According to Christopher W. Bruce, an International Association of Crime Analyst certified crime analyst, there are basically two kinds of reports that come from strategic crime analysts: publications that track and describe trends; and publications that analyze crime problems (Bruce, 2008).
The publications that track and describe trends include periodic statistical reports that might be issued on a weekly, monthly, quarterly, or annual basis. These periodic reports typically show increases and decreases in crime, and ideally analyze the most important changes (Bruce, 2008). On the other hand, reports that analyze problems usually combine police data with primary data collected by the analyst to explore the underlying causes of and recommended solutions for long-term crime problems or crime trends. These, in fact, might be called “strategic analysis reports” or “problem analyses” (Bruce, 2008). In general, these strategic analysis reports aim to assist long-term planning and direct problem-solving efforts. Thus, they are written not for the general public, but with the higher-level police administrators in mind.

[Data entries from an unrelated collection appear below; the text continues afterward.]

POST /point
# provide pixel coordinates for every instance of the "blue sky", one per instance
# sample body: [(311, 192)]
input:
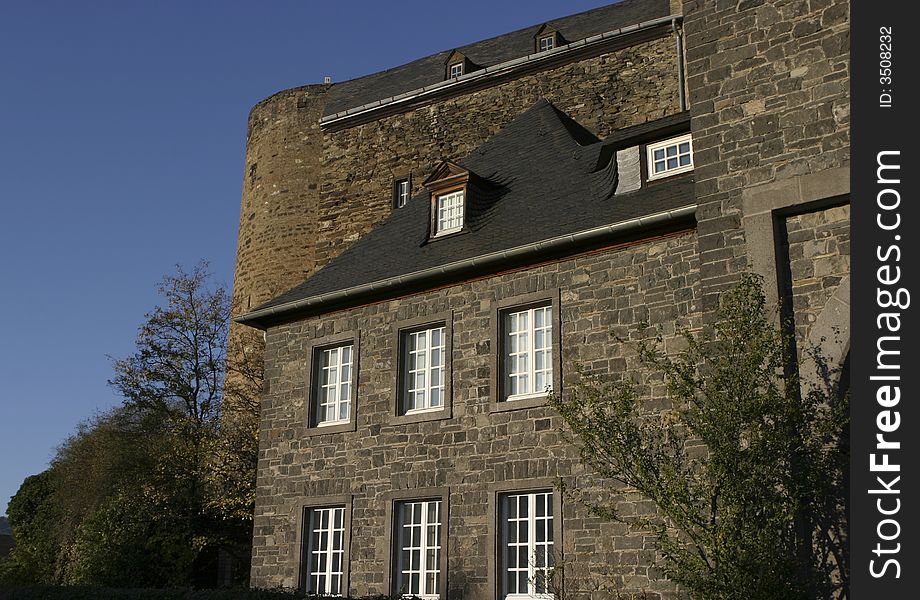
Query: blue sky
[(122, 138)]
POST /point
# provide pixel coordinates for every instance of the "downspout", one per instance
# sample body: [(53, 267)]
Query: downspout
[(679, 36)]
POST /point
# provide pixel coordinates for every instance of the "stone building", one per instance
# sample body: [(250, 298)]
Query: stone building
[(430, 249)]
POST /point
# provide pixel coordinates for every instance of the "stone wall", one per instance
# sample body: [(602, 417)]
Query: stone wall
[(280, 195), (819, 263), (601, 295), (769, 98), (621, 88)]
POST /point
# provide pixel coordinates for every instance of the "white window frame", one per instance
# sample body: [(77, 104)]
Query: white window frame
[(324, 523), (339, 384), (521, 344), (664, 147), (445, 222), (533, 523), (402, 192), (429, 543), (419, 352)]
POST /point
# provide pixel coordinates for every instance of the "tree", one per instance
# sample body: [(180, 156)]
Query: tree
[(757, 510), (32, 516), (205, 475), (145, 494)]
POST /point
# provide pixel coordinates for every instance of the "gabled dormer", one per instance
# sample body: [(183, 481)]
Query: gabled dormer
[(547, 38), (457, 65), (449, 188)]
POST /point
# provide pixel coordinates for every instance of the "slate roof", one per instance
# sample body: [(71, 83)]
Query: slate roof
[(542, 177), (430, 70)]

The following is a sampling of the kinds of reports strategic crime analysts might write:
- • Identifying problems report: This report details information related to the systematic identification of long-term problems, such as the locations of problem areas, specific offenders known to be suspects in crime problems or crime trends, victims of crime problems, and property involved in crime trends or problems. It could be a list of the top addresses, streets, areas, offenders, victims, or products by either the number of calls or percentage of calls for service or crimes over at least a 12-month period.

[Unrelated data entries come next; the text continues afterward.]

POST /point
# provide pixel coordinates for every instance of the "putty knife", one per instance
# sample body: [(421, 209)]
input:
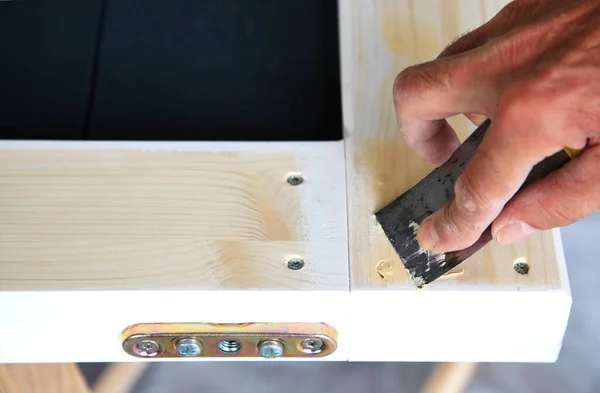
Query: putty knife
[(401, 218)]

- • Identifying problems or 80/20 analysis report: This report is an extended analysis that might be a follow-up to an identifying problems report. In addition to frequency and percentage of crimes at certain locations or on certain streets, an 80/20 analysis could include computation of the cumulative percentage of crime, as well as the unit of analysis (e.g., addresses and areas) to determine the cumulative percentage of repeat offenses, as well as the cumulative percentage of repeat targets.

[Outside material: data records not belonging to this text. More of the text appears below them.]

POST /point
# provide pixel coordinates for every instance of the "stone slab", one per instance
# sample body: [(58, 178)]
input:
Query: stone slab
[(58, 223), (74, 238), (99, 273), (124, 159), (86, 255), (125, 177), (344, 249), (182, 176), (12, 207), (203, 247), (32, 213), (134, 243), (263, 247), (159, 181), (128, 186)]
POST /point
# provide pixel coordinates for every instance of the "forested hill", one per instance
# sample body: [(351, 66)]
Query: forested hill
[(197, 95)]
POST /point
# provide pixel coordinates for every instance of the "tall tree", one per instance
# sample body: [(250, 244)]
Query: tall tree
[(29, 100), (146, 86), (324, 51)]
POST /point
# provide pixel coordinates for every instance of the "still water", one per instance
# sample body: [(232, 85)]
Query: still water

- • Problem location analysis guidelines: This report contains guidelines for different types of analysis products that are relevant in an in-depth analysis of a problem location. Using citizen-generated calls for service data for at least a 12-month period, the crime analyst can report on the frequency and percentage of types of calls at the location, the frequency of calls by month, the time of day and day of week analysis for all calls, the time of day and day of week for selected calls, and the frequency and percentage of dispositions of the calls. These statistics can be displayed in various kinds of charts or graphs for easy interpretation. In addition, this kind of report could also explore police officer-generated calls for service for at least a 12-month period.The report could display the frequency and percentage of types of calls at the location, the frequency of calls by month, the time of day and day of week analysis for all calls, and the frequency and percentage of disposition of the calls. Finally, this report can provide crime report and arrest data at the location for at least a 12-month period. The report might well include the frequency and percentage of crime types; the frequency of crime by month; the frequency and percentage of arrest types; the frequency of arrests by month; the arrests by age, sex, and race; and the report of any crime patterns at specific locations.
- • Compound problem report: This report gives information and recommendations about the highest-level problems that strategic crime analysts face. These are crime problems or crime trends that encompass various locations, offenders, and victims and, in many instances, exist throughout an entire jurisdiction. The analyst may end with a recommendation for a tailored crime prevention response for the agency in order to achieve a reduction in the problem.
- • Three-year crime or disorder trend chart: This report evaluates the success of crime reduction strategies overall, as well as helping to identify emerging long-term problems. A three-year crime trend chart may include a line chart that depicts the frequency of a specific type of crime or disorder by month for three years, as well as a trend line for the entire time period.
- • Three-year seasonal crime or disorder trend chart: This report identifies trends of seasonally re-occurring problems. It could be a line chart that displays the frequency of a specific type of crime or disorder by month, comparing each month with the same month in the previous two years.
- • Comparison crime trend chart: This report shows the success of crime reduction strategies overall, as well as helping to identify emerging long-term problems by comparing the jurisdictions crime rate with that of other entities. The other entities could be other jurisdictions, cities, or states. Often a line chart, this report compares monthly or yearly rates (by population) of specific crime types or disorders in the analysts jurisdiction with those in other similar jurisdictions, the state, or the nation.
- • Change in crime or disorder density map: This report is a density map that compares two periods of time (baseline time period and target time period) and displays areas where the selected crime or disorder has increased or decreased. This report could also use other kinds of maps, such as a graduated area map (a map that consists of aggregated data displayed in groupings with visual variables used to denote specific data). These groupings can be graduated by size or by color, and graduated maps could be created separately for each type of crime or disorder addressed in the agency’s goals or by geographic area.